O que é que lhe falta conquistar?

No ramo profissional, a busca não se esgota, por mais que queiramos estabilizar, há sempre oportunidades a bater à nossa porta, e não se pode dar ao luxo de as ignorar. O grupo escondidinho já merece agregar a si um pequeno hotel, para constituir um alicerce aos demais serviços que já prestamos, criar um salão de festas na periferia é uma boa aposta, uma vez que a zona da praia morena está a sofrer transformações estruturais que têm implicações no fluxo de clientela, como a restrição da circulação de viaturas aos fins-de-semana, o espaço para estacionamento e a poluição sonora, que é uma ameaça, uma vez que a vizinhança reclama dos seus direitos.

De que é que tem medo?

Um homem sem família, é um homem sem valores! Cheguei à conclusão que nem ao nosso pior inimigo devemos desejar que seja abandonado e desprezado pelos seus! Tenho medo de perder, prematuramente, o controlo da minha vida e família, que com muito esforço e carinho constituí, devido a doenças que me possam tornar incapaz!

Depoimentos

“Enquanto criança, ele tinha dentro do coração uma tremenda riqueza humana, que seria desenvolvida ao longo do tempo! O Jorge Gabriel é uma das maravilhas que floresceu na “Casa do Gaiato”, por isso, foi nomeado, pelos outros gaiatos em 1975, primeiro responsável da comunidade, o nosso Chefe Maioral! É um testemunho arrebatador para a sociedade! Para o seu 60º aniversário quero que sinta a presença do meu coração e amor junto dele, e que continue a ser quem é!”

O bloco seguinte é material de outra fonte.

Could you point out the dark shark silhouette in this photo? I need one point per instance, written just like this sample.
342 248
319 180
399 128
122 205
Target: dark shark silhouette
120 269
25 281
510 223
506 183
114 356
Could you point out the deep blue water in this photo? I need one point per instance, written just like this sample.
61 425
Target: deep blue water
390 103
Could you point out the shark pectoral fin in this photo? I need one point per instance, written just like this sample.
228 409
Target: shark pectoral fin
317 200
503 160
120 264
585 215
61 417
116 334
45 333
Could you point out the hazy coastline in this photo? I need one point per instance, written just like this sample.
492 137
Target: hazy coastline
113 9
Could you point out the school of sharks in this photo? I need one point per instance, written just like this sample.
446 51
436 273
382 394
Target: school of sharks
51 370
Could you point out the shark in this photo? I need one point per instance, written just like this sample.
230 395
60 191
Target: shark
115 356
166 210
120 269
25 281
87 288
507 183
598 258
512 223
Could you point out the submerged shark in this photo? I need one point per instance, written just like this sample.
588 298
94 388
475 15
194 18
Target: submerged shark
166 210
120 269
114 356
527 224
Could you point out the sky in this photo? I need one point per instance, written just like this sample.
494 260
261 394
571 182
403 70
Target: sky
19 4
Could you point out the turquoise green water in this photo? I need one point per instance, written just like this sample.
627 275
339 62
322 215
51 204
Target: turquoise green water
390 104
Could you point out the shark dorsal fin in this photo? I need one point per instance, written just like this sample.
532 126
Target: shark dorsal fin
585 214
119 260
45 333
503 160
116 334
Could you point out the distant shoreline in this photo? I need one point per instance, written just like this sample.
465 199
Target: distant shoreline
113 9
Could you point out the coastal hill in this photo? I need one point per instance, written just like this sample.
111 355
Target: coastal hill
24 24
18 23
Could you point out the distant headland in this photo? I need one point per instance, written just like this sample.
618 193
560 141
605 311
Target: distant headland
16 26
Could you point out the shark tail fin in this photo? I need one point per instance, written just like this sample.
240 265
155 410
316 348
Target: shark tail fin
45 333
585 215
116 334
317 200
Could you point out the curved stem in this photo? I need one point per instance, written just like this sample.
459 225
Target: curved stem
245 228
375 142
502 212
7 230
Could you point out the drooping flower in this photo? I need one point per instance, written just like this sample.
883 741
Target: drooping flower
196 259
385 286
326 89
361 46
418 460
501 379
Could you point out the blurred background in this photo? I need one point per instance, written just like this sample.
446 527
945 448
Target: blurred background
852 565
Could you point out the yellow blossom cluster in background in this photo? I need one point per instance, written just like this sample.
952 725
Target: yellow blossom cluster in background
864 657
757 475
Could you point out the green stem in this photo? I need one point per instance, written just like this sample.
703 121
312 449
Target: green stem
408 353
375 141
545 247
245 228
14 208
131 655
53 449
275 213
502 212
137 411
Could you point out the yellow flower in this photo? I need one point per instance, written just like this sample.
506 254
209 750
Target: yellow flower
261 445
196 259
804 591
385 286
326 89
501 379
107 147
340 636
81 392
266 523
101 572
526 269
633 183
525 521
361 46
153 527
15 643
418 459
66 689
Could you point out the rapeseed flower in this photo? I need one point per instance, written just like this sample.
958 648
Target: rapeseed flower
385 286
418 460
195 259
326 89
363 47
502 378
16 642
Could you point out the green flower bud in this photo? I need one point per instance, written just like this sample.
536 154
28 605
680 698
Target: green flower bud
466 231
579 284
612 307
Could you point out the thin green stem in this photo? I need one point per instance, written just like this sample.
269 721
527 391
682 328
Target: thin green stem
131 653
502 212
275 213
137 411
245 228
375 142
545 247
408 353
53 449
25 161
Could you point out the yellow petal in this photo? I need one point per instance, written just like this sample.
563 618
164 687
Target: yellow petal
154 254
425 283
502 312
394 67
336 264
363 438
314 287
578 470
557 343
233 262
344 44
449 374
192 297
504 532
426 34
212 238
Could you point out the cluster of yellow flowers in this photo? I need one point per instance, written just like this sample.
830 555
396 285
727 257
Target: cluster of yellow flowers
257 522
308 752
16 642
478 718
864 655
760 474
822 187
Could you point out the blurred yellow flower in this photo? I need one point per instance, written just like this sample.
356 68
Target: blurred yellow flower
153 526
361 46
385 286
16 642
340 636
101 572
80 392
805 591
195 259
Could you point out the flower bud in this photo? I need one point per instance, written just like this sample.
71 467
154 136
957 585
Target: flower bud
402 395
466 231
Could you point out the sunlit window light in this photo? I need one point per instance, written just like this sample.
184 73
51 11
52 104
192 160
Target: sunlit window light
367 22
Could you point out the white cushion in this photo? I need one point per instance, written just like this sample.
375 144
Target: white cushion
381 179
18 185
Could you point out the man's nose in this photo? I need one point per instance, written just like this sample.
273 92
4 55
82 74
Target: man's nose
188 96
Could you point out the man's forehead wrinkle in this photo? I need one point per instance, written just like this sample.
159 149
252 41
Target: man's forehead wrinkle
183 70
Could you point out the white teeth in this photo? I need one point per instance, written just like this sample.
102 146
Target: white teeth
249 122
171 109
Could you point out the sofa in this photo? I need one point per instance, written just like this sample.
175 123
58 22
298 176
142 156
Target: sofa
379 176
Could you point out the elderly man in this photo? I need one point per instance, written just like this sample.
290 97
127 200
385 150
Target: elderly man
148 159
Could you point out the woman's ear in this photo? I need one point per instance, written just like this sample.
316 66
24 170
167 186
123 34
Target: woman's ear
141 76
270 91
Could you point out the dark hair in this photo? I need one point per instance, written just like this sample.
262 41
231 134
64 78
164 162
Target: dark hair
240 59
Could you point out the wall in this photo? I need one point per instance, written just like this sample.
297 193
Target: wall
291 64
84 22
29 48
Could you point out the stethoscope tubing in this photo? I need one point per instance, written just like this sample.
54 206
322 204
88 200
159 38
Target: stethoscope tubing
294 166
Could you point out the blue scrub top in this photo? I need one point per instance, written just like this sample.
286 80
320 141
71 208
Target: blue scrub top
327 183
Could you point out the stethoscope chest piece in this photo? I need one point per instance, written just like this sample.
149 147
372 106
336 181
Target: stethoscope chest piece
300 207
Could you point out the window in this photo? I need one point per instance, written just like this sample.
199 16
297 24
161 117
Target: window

Padre Manuel António da Silva Pereira

“Tenho muita coisa boa a dizer, o Gabriel é um homem amigo, excelente pai, bem mais do que esposo, se hoje sou quem sou é graças a ele! Ser-lhe-ei eternamente grata por tudo o que tem feito por mim, pelos nossos filhos e pela minha família! O meu amor por ele é imenso, que Deus o abençoe, sempre! E que venham mais 60 anos, pois estarei cá para o aturar, (Risos) porque quando o Sporting perde, ninguém pode entrar no quarto, (Risos) horas depois, com carinho e atenção, lá passa! Porque é humilde, carinhoso, é tudo!”

Paula Baptista, mulher

“Um grande pai! Quando me casei, ainda estudante, nada tinha! O meu pai tinha condições para me dar tudo! Ao invés, fui viver para uma casa muito simples, tinha apenas um colchão, onde me deitei com a minha mulher e filho! Naquele momento pensei, o meu pai não gosta de mim! Envergonhava-me receber convidados, sem móveis se quer! Percebi mais tarde, que ele quis dizer-me para lutar e trabalhar para merecer o meu espaço, e aprender a valorizar o fruto do meu esforço! Na transição de miúdo para homem, foi o maior ensinamento que recebi dele! O meu pai é o meu porto seguro!”

Jojó Gabriel, filho

“Íntegro, sincero, um grande amigo! Além de pai, pois foi quem me criou e educou, é um óptimo companheiro, muito sentimental, humano, altruísta. Tem os seus defeitos, mas a soma das qualidades supera-os! Já me chateei com ele, como filha, mas, após reflexão, apercebi-me que estava errada e ele certo! É conselheiro, conversa imenso comigo, apoiou e preparou-me para enfrentar as turbulências da adolescência! O momento mais especial que partilhámos foi o dia do meu casamento, a 1 de Agosto de 2014, a realização de um sonho de ambos! Amo-o muito!”